Jokkmokk, 30/06/1732, ¶538:
The parson began to discuss the clouds in Lappmark and told me how they touch the mountains, picking up rocks, trees and animals which they then carry off. I ascribed this, as seemed most likely, to the strength of the wind and said that clouds do not pick things up. He smiled at me and said that I had never seen such a cloud (since I had not even been in the mountains). “Yes I have,” I answered, “and when it is misty there, I am actually walking in cloud, and when the mist is falling straight down, then it is raining below me”. He smiled a sardonic smile at such intellectual embroidery. Even less to his liking was my discourse on globules of water being taken up into the atmosphere and he informed me that the clouds were solid. When I rejected this, he supported his case with a passage of Scripture, smiled at my simplicity and said that he would, moreover, like to inform me that there is a kind of slime that, after there has been rain, permanently covers the mountains in the places where the clouds have touched.
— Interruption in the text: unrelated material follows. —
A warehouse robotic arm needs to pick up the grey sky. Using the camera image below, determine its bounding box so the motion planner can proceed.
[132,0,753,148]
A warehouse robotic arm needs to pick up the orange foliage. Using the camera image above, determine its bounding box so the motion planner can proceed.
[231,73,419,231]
When I said that this was called Nostoc and that it was vegetable matter, I was judged to be crazy like St Paul, and he said that too much learning had made me mad.1 He even sneered at those natural philosophers who try to understand everything through reason, as Sturmius did in the case of flight with hollow spheres.2 He advised me rather to put my trust in people who understood such things and not to write a thesis full of all such lunacy as soon as I got home.